A tough liability system does more than provide compensation for serious harms after the fact. It also sorts out the wheat from the chaff—so that in this case companies with weak safety profiles don’t get within a mile of an oil derrick. Solid insurance underwriting is likely to do a better job in pricing risk than any program of direct government oversight. Only strong players, highly incentivized and fully bonded, need apply for a permit to operate.

And yes, Epstein applies his logic to the Price-Anderson Act:

This logic also suggests that the Price Anderson Act's $375 million cap on damages for each responsible party to cover incidents at a nuclear power facilities should be rethought.

In a free market, insurance companies play a front-line role in determining acceptable risk. The Price-Anderson Act allows special interest groups and self-proclaimed experts to override the impartial judgment of the capital and insurance markets.

The single best judge of the safety of nuclear power plants is the insurance industry. The unwillingness of the insurance industry to sell operators of nuclear power plants anything more than a small fraction of the insurance they would need in the event of a major accident forces us to question the safety of nuclear power plants. Absent adequate protection, the financial markets would not accept the risk of holding the stocks or bonds of a utility operating nuclear power plants.  

Can Nuclear Power Evolve?

The nuclear industry is very much like the steel industry. The steel industry keeps asking for protective tariffs and each time assures us those tariffs are temporary. Similarly, advocates for the nuclear energy industry keep promising the protections of the Price-Anderson Act will, one day, not be necessary.

Their promises have been lies. The act, first passed in 1957, was renewed in 1966, 1975, 1987, 2002, and 2005. Renewing the Price-Anderson Act would continue to undermine accountability for nuclear power safety.Its current expiration date is 2025; no doubt it will be renewed again. Government subsidies, no matter how destructive, are virtually impossible to kill.

If the Price-Anderson Act is allowed to expire, the nuclear industry might develop new safety systems. When we testified in 1984, William Wood pointed the Congressional panel in that direction. He explained how the

fundamental safety problem of the nuclear industry…is the diffusion of the responsibility for safety and the knowledge of safety.

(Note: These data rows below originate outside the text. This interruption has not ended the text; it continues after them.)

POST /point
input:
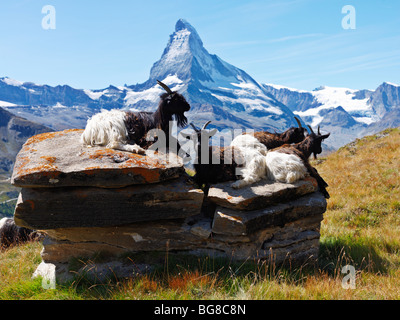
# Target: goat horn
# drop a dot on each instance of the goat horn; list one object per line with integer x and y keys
{"x": 298, "y": 122}
{"x": 195, "y": 129}
{"x": 206, "y": 124}
{"x": 166, "y": 88}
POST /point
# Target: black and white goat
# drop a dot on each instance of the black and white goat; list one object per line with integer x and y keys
{"x": 215, "y": 164}
{"x": 11, "y": 234}
{"x": 127, "y": 131}
{"x": 275, "y": 140}
{"x": 290, "y": 163}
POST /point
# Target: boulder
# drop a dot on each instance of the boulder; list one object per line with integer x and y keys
{"x": 58, "y": 159}
{"x": 238, "y": 223}
{"x": 51, "y": 208}
{"x": 259, "y": 195}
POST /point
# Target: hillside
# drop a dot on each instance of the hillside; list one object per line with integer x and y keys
{"x": 361, "y": 228}
{"x": 364, "y": 210}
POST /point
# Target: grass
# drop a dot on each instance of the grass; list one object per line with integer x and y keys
{"x": 361, "y": 227}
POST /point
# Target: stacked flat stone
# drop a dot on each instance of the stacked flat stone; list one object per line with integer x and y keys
{"x": 275, "y": 221}
{"x": 91, "y": 200}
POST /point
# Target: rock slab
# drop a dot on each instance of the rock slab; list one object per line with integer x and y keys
{"x": 58, "y": 159}
{"x": 50, "y": 208}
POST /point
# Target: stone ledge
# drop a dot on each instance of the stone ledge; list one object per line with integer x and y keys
{"x": 58, "y": 159}
{"x": 259, "y": 195}
{"x": 51, "y": 208}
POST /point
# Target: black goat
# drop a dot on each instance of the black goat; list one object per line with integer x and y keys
{"x": 303, "y": 150}
{"x": 127, "y": 131}
{"x": 11, "y": 234}
{"x": 209, "y": 164}
{"x": 275, "y": 140}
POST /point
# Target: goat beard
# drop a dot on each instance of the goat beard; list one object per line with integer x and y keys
{"x": 181, "y": 119}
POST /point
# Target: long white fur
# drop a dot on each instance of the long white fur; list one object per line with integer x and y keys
{"x": 260, "y": 163}
{"x": 282, "y": 167}
{"x": 108, "y": 129}
{"x": 254, "y": 154}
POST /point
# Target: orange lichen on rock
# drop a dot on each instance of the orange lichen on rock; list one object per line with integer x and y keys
{"x": 48, "y": 135}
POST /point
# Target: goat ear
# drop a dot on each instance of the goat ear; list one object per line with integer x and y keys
{"x": 213, "y": 131}
{"x": 186, "y": 136}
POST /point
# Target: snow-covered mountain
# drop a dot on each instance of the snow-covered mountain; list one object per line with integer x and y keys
{"x": 217, "y": 91}
{"x": 346, "y": 113}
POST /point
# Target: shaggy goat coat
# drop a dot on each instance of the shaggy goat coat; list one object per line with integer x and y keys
{"x": 127, "y": 131}
{"x": 254, "y": 167}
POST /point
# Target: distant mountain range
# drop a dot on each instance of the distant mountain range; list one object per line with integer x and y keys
{"x": 217, "y": 91}
{"x": 13, "y": 133}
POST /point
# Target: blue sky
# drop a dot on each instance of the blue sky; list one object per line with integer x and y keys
{"x": 295, "y": 43}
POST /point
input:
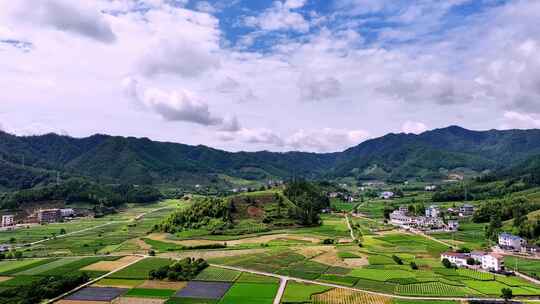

Wood explained why renewing the Price-Anderson Act would continue to undermine accountability for nuclear power safety:

If assets were at stake as they would be in the absence of artificial limit on liability, that would change. There would be a powerful motivation for those responsible for safety to tap into the knowledge about safety.

During our Congressional testimony, Wood said it best:

If we have an industry that cannot handle being liable for the consequences of its actions on third parties, then that is an industry we do not need.